If there is anything that haunts the Fed chairpersons it’s the fear that they will be blamed for causing another Great Depression. Ben Bernanke, noted for his studies of the era, has said that the Fed did not do enough to prevent the calamitous 1930s depression. That position, undoubtedly, led to the Bernanke Fed implementing three quantitative easing programs, which more than tripled Fed asset holdings.
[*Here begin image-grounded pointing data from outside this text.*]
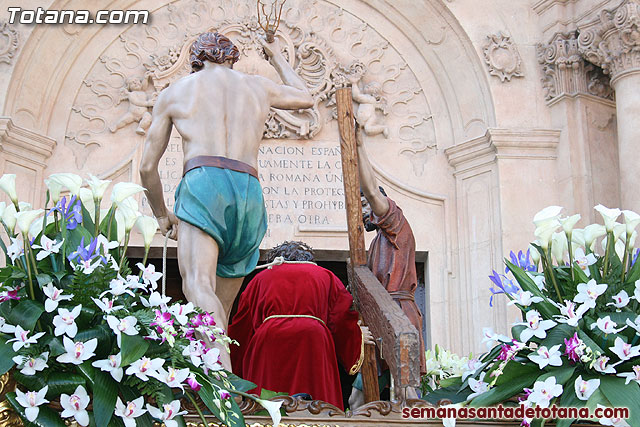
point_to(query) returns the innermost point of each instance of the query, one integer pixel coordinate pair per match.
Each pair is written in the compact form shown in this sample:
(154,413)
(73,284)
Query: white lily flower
(629,376)
(131,411)
(592,232)
(631,220)
(15,249)
(22,338)
(145,367)
(25,218)
(524,298)
(173,377)
(181,312)
(149,275)
(65,321)
(621,299)
(273,408)
(584,261)
(155,300)
(54,190)
(615,422)
(31,365)
(584,389)
(106,305)
(608,215)
(111,364)
(31,401)
(148,226)
(589,292)
(545,357)
(623,350)
(76,406)
(544,391)
(70,181)
(97,186)
(168,413)
(8,185)
(54,296)
(477,386)
(122,326)
(77,352)
(601,365)
(535,326)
16 Nov 1930, Chicago, Illinois, USA --- Notorious gangster Al Capone attempts to help unemployed men with his soup kitchen "Big Al's Kitchen for the Needy."  The kitchen provides three meals a day consisting of soup with meat, bread, coffee, and doughnuts, feeding about 3500 people daily at a cost of $300 per day. --- Image by © Bettmann/CORBIS

Fed asset holding are nearly always bonds, which are purchased with money “created out of thin air.” Therefore, increases in Fed holdings are inflationary. Sometimes more inflationary than other times, but always inflationary.

There is much speculation about when the Fed will hike interest rates. When the perception is that a hike could be imminent, interest rates climb and stocks slump. When the markets think that any rate hike could be put off until 2016, stocks and precious metals prices rise.
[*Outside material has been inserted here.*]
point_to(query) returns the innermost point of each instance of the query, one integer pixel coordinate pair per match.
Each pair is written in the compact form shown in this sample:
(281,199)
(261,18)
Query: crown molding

Presently, stocks and the metals are in narrow trading ranges as there is no consensus as to what the Fed will do or when. The International Monetary Fund thinks that the Fed should leave interest rates alone.

The IMF fears that a Fed rate increase could “trigger a new rise in the dollar with destabilizing consequences globally.” In the past twelve months, the dollar is up 20 percent against a basket of key currencies. (Which is another reason why metals prices have been weak.)
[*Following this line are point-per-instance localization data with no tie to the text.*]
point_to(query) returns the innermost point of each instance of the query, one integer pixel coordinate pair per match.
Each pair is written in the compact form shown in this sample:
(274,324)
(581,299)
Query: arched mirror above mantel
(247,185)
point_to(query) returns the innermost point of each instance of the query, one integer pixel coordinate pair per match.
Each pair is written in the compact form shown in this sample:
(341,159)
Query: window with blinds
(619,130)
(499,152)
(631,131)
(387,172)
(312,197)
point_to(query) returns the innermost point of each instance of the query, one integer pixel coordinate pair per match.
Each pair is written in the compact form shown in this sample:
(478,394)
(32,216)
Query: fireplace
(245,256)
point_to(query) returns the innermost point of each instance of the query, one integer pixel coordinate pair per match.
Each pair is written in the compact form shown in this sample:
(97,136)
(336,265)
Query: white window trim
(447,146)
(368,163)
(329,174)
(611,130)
According to a recent IMF “health check on the US,” central banks around the world need to prepare for capital outflows that most likely will occur if the Fed hikes rates and money flows to higher-yielding US bonds. The IMF sees the possibility of “a significant and abrupt rebalancing of international portfolios,” which could result in market volatility and damage to financial stability around the world.

This is the second public plea by the IMF in thirty days for the Fed not to hike rates anytime soon.

Minutes from the Fed’s June 16-17 Federal Open Market Committee meeting indicates division about what the FOMC’s next move should be. There are indications of pockets of strength in the US economy, but concerns about Greece and the Chinese slowdown were also expressed.

Truly, the Fed is the world’s central bank, and it does take into consideration not just the US economy but the world’s. Janet Yellen does not want the albatross of another worldwide great depression hung around her neck. I think the Fed will hold course on interest rates for the rest of the year. If so, stocks and metals prices should strengthen.